"Du siehst genau aus wie deine Mutter."

Translation:You look just like your mother.

April 13, 2013



Here there is a verb which has not been mentioned previously, "aussehen" which means "to look like". Additionally, such combined verbs were not mentioned previously as well. For this reason anyone who reads "du siehst" will naturally translate is as "you see" and could not understand why "aus" is used in the end. Such combined verbs are an important feature of German grammar. Although the verb is combined like "aussehen, abgeben, etc" when you inflect them, they separate from each other and becomes ich sehe .... aus, du siehst ...... aus, etc. This important detail should be given before asking a sentence like that.

April 13, 2014



August 28, 2014


are these what you call separable verbs?

July 8, 2014



July 8, 2014


I thought the prefixes of separable words have to go to the end of the sentence. Is "Du siehst genau wie deine Mutter aus" wrong?

April 13, 2013


Nothing wrong with that. In fact, I think "du siehst genau aus" sounds rather strange. Probably colloquial.

April 13, 2013


No, nothing wrong with that, Aussehen is a "Trennbare Verben" a separated verb, http://www.mein-deutschbuch.de/lernen.php?menu_id=30

yes, it's pretty strange to say things this way, but... that's it.

May 16, 2014


Where is the dative in this phrase?

May 4, 2014


Could it be "You are looking exactly like your mother" (in that moment, the persons looks like the mother) ?

February 20, 2014


I can't speak for other forms of English, but you don't say "are looking" in that way in American English. You would just say "You look exactly like your mother" or if you really wanted to specify right now at this very moment, you'd say "You look exactly like your mother right now." or some variant of that.

August 18, 2014


Why is "aus" here?

April 8, 2014


You know people who are ESL will say really bizarre things like "You are just as like a one I once knew." It's a product of the sometimes different ways their language phrases things, we have to alter our habits and simply begin assigning new meanings at times to fully understand. I'm sorry that's not a "real" explanation but it's how I treat these seemingly strange bits.

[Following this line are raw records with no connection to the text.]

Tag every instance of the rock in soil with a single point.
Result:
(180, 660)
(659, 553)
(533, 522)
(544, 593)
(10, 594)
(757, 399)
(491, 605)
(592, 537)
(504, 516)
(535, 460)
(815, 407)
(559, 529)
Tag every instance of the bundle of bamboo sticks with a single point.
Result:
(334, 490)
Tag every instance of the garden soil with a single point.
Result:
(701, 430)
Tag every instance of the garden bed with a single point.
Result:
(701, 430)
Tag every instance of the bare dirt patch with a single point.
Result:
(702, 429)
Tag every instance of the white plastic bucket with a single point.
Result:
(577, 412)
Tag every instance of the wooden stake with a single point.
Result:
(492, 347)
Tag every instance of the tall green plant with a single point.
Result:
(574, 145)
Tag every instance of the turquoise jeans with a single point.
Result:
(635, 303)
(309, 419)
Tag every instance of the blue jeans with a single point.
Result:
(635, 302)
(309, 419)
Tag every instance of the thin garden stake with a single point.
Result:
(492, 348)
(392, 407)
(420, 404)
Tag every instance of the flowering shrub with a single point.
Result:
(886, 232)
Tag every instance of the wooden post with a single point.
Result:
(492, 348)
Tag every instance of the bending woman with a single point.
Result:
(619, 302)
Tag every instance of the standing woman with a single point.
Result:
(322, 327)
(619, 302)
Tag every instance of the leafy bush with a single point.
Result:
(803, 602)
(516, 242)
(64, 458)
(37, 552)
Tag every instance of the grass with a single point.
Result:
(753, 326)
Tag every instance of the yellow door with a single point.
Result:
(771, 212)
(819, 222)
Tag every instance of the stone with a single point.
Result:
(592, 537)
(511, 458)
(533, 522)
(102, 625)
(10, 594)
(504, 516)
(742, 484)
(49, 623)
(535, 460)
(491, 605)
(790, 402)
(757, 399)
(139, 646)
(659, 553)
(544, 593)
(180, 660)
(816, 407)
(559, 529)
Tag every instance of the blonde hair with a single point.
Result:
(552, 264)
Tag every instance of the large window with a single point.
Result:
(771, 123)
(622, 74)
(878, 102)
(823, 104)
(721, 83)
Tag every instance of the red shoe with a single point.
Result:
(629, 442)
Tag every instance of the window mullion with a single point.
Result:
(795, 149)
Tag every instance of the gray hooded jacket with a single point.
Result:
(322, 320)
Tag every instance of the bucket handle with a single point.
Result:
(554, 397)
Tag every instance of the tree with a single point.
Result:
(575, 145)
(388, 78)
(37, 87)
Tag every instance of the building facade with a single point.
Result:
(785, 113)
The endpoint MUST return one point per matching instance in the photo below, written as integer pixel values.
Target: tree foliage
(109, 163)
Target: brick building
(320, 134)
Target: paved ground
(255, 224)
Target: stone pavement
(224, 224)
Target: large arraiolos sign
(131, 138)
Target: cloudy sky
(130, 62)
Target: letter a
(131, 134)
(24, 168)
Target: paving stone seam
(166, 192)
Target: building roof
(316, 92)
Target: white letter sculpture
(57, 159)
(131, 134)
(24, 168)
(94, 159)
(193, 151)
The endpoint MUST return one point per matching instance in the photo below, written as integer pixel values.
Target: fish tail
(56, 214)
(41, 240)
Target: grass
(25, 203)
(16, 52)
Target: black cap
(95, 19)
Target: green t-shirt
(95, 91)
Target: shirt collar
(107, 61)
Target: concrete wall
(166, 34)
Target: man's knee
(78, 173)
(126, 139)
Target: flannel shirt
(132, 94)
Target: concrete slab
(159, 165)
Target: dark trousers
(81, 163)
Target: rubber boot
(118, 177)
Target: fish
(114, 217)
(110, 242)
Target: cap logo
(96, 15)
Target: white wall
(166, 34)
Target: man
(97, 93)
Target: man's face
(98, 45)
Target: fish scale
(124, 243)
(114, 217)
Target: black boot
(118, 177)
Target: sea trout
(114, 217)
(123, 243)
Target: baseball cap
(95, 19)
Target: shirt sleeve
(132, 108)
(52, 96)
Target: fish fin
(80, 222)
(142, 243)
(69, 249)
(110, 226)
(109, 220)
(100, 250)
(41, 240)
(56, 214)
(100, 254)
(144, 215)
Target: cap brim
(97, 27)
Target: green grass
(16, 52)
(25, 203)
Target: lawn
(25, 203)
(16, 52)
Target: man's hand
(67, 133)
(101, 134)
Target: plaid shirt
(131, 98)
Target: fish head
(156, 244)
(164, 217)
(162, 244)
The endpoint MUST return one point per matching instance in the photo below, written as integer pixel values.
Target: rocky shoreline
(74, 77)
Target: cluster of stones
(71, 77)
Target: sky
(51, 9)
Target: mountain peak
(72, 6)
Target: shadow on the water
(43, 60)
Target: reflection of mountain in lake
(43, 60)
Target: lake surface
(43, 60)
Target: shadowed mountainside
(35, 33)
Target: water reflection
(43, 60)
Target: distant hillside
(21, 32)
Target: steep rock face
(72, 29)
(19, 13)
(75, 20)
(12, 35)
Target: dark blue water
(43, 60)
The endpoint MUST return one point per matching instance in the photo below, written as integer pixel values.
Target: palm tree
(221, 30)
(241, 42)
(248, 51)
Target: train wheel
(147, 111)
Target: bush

Imagining the translation as being phrased in Olde English helps understand sometimes too,

April 8, 2014


Wouldnt be better if we said GENAUSO instead of GENAU ?

September 3, 2014


Why is "You look like your mother" incorrect?

March 29, 2014


You just didn't include genau/just in your translation.

April 2, 2014


Same question where is dativ here??? If your mother is dativ then it should be deinem Mutter!!!!

May 12, 2014


There's no dativ

July 2, 2014


This should be in this flirting lessons.

July 15, 2014


" You look like exactly like your mother" does anybody know what is the problem with this my translation?

July 25, 2014


i think "you look exactly like your mother" is a right sentence and sounds good. don't use "like" two times it does not make sense

July 25, 2014


I dont get it What is the use of Aus?

August 4, 2014


it is a trennbaren verb "aus-sehen" it means "look like". only "sehen" means "see"

August 5, 2014



August 10, 2014


trennbaren verbs are separable verbs in english. go to the link for details and you can find their list on internet. http://german.about.com/library/anfang/blanfang19.htm

August 10, 2014


ok here is a list of these verbs but you don't have to remember all of them. you will know them with practice http://german.about.com/library/verbs/blverb_pre02.htm

August 10, 2014


I can't understand why we need "aus wie" in this sentence ?

September 5, 2014


actually the verb used here is "aus-sehen" which is a separable verb and it means "look". and if you don't know the use of separable (trennbaren) verbs then see my comments above

September 6, 2014


,,You have your mother's eyes..."

February 2, 2017


Why is "aus" not at the end of the sentence?